Every December the Yandex research team publishes a list of events, people and phenomena that have defined the year based on surges of search queries throughout the year.   The Yandex search list isn’t created by editors but by an algorithm that looks at the way certain topics have historically caused Yandex users to have a sudden surge of interest.

It’s logical to assume that people’s interest in a subject correlates to the number of search queries on this topic. However, search query volume doesn’t help analysts identify these specifics themes or popular topics for the year. The list of the most popular topics has actually remained relatively steady for many years based on common searches, such as people asking the search engine about the weather or about traffic jams on the roads every day.  These searches drive a lot of traffic and yield high search volumes.

Therefore, the “search themes of the year” are not what people have asked the most but those topics which have had sudden dramatic increases.  This can be a new event like “Brexit” or when a phenomenon becomes relevant again.  One good example everyone is aware of from this past year is Pokemon;  the popularity of Pokemon reemerged after the release of Pokémon Go.  This caused a sharp increase in the number of queries on Pokemon. When this search pattern happens with a particular topic, we call it a surge and note it a trend for the year.

The graph below shows search topics throughout the year. The yellow line represents searches for Pokemon go, showing the clear surge during July and its gradual decline as the phenomena faded out.

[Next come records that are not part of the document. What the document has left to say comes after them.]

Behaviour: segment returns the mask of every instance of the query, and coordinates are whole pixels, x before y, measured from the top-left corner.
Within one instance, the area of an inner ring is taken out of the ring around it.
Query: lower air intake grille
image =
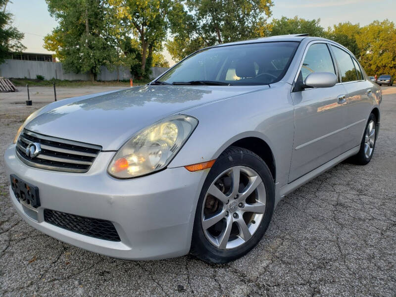
[[[87,236],[111,241],[121,241],[114,225],[109,221],[50,209],[44,209],[44,220],[52,225]]]

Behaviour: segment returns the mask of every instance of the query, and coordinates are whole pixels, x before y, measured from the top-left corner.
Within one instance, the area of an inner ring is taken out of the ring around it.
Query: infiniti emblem
[[[41,147],[40,147],[40,144],[37,143],[33,143],[28,145],[25,151],[26,155],[31,158],[34,158],[40,152],[41,152]]]

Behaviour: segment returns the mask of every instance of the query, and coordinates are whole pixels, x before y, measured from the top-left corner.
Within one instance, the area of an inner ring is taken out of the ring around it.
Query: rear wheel
[[[201,191],[191,253],[213,263],[245,255],[265,232],[274,198],[274,180],[262,159],[244,148],[227,148]]]
[[[359,152],[351,158],[351,161],[358,165],[366,165],[373,156],[377,140],[377,119],[373,113],[370,115],[366,130],[360,143]]]

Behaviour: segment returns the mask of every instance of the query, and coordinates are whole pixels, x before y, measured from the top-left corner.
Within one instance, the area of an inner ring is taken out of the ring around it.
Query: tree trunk
[[[221,45],[223,43],[221,41],[221,35],[220,34],[220,30],[219,29],[219,26],[216,25],[215,27],[215,30],[216,30],[216,33],[217,33],[217,39],[219,42],[219,44]]]
[[[146,60],[147,58],[147,43],[143,38],[142,39],[142,49],[143,50],[142,54],[142,72],[143,74],[146,69]]]
[[[88,26],[88,7],[85,8],[85,33],[88,36],[90,34],[89,26]],[[88,40],[87,39],[87,43],[88,46]]]

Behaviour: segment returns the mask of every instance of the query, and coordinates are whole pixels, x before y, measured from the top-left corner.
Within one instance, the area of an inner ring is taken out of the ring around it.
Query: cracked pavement
[[[30,227],[9,201],[2,155],[45,102],[27,107],[0,94],[0,295],[396,296],[396,88],[383,90],[371,162],[343,163],[288,195],[257,247],[225,265],[119,260]]]

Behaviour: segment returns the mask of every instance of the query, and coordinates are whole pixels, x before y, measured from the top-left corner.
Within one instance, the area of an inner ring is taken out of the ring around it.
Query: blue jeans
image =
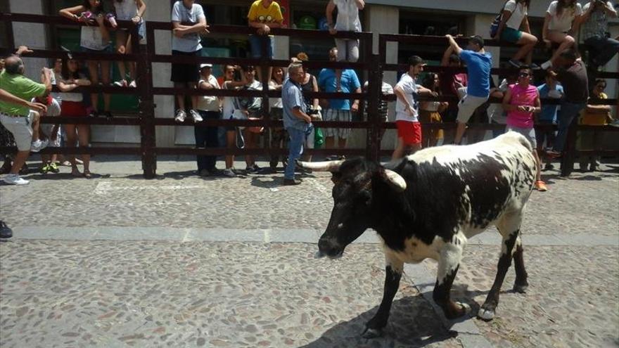
[[[585,43],[593,48],[591,63],[597,66],[606,65],[619,52],[619,41],[601,35],[591,37]]]
[[[219,112],[217,111],[198,110],[198,112],[205,120],[219,119]],[[216,127],[196,126],[193,127],[193,134],[196,136],[196,148],[217,148],[219,146],[217,127]],[[196,156],[196,160],[198,162],[198,172],[203,169],[212,171],[215,169],[217,157],[215,155],[198,155]]]
[[[303,143],[305,141],[305,132],[294,128],[286,128],[290,137],[288,143],[288,165],[283,171],[283,179],[293,180],[295,179],[295,167],[296,160],[303,153]]]
[[[555,139],[554,148],[555,151],[561,153],[566,146],[566,138],[568,137],[568,129],[570,124],[574,121],[574,119],[578,117],[580,110],[585,108],[586,104],[585,103],[573,103],[568,101],[561,103],[561,109],[559,112],[559,131],[556,134]]]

To identify relevant topics and organize them by importance, the algorithm performs an analysis of the bursts. First, it identifies the queries, which at some point during the year showed a drastic spike, and then it groups the queries by topic.  The process seems simple but due to the fact queries on one topic can be asked in lots of different ways, it is quite complicated.

To start, queries that contain the same word or set of words are grouped together.  For example, [louboutins song], [louboutins shoes], [louboutins Leningrad], [louboutins buy]. The algorithm then looks for other words that appear in these queries, and identifies relationships between them. This can help to understand what the intention is for the query and how they relate. Combined with the word Louboutins, “clip” and “listen” refer to the users’ interest in the song by Leningrad, while “buy” and “price” is clearly relating to the actual shoes shoes. These are two different topics.

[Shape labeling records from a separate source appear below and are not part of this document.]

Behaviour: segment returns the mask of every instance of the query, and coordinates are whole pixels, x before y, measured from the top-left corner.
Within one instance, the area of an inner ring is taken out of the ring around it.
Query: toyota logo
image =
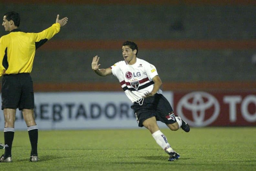
[[[212,123],[219,113],[219,104],[212,95],[195,92],[183,96],[177,105],[177,113],[189,125],[206,126]]]

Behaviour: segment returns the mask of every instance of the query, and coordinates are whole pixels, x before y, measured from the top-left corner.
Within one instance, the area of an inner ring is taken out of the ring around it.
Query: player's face
[[[136,49],[133,51],[129,46],[123,46],[122,47],[122,52],[124,61],[127,64],[130,65],[134,64],[136,62]]]
[[[10,31],[11,25],[10,24],[10,22],[12,20],[10,20],[9,21],[7,20],[6,19],[6,16],[5,15],[4,16],[4,18],[3,20],[3,24],[2,24],[2,25],[4,26],[5,31]]]

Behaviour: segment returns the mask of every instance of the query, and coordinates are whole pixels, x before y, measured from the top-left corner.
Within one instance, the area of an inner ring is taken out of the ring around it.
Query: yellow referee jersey
[[[5,74],[30,73],[36,49],[58,33],[59,23],[38,33],[22,32],[14,29],[0,38],[0,76]]]

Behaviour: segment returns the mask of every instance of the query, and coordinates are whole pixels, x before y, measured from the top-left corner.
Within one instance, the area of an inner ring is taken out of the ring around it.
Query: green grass
[[[181,129],[162,131],[180,155],[178,160],[168,161],[168,156],[149,132],[138,128],[39,130],[40,161],[31,163],[28,161],[30,148],[27,133],[16,131],[13,162],[0,163],[0,170],[256,170],[256,128],[192,128],[189,133]],[[0,150],[0,152],[4,151]]]

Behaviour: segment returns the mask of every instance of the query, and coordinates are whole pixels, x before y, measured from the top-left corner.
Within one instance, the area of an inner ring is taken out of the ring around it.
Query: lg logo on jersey
[[[132,73],[131,72],[128,71],[126,72],[125,73],[125,77],[128,79],[130,79],[133,77],[137,77],[137,76],[141,76],[141,74],[140,72],[137,72],[136,73],[134,72]]]

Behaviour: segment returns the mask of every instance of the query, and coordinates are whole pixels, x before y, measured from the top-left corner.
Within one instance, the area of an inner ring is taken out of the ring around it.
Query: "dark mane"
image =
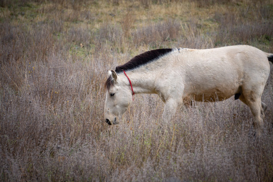
[[[117,66],[115,70],[117,73],[123,70],[131,70],[138,68],[172,51],[172,49],[159,49],[149,51],[135,56],[123,65]]]
[[[149,62],[153,61],[172,51],[172,49],[159,49],[146,52],[135,56],[124,65],[117,66],[115,71],[117,73],[119,73],[123,72],[123,70],[134,69]],[[109,89],[112,85],[113,85],[113,80],[112,80],[110,76],[105,82],[104,87],[106,89]]]

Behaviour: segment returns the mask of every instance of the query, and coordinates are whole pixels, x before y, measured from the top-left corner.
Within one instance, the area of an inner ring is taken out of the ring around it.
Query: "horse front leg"
[[[168,122],[172,119],[176,112],[177,105],[177,102],[174,99],[168,99],[166,101],[162,115],[163,121]]]

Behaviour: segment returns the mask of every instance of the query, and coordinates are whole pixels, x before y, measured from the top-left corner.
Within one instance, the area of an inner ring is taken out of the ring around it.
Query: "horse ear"
[[[111,71],[111,70],[108,70],[108,76],[110,76],[111,75],[112,75],[112,71]]]
[[[111,70],[111,71],[112,72],[112,77],[113,78],[113,79],[114,79],[115,81],[117,81],[117,73],[116,73],[116,72],[114,70]]]

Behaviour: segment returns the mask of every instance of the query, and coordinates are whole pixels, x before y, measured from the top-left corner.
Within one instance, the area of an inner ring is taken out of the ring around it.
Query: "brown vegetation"
[[[259,139],[239,100],[161,121],[138,95],[103,121],[108,69],[148,50],[247,44],[273,53],[270,1],[0,2],[0,180],[273,180],[273,81]]]

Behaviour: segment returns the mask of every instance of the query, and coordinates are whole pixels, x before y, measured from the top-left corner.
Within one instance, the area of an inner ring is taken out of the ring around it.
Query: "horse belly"
[[[218,77],[213,74],[192,79],[188,86],[185,85],[185,96],[187,99],[215,102],[224,100],[234,95],[240,85],[238,76],[236,74],[221,73],[221,76]]]

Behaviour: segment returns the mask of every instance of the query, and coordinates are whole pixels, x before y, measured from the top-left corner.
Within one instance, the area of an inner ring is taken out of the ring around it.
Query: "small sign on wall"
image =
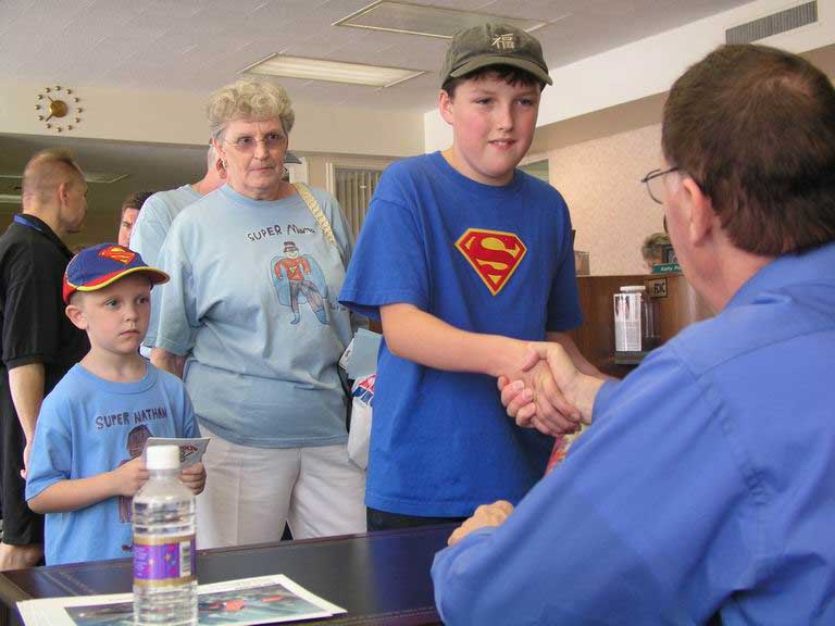
[[[650,298],[666,298],[666,278],[651,278],[645,285]]]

To make the list of topics more precise, the algorithm compares the search results according to different queries in these groups.  Queries matching with certain results are categorized to fit into the same topic.

After this list is prepared, they are power ranked for the surge of interest. This is done by looking at the number of queries on the topic and then analyzing the difference between the bursts of interests per topic.  Power is estimated in points from one to one hundred. Comparing the scores, you can figure out which of those caused a greater interest. To illustrate, let’s take a few examples from this year, the next season of “Game of thrones” (100 points) interested users more than the elections in the USA (75 points) and a new iPhone (78 points).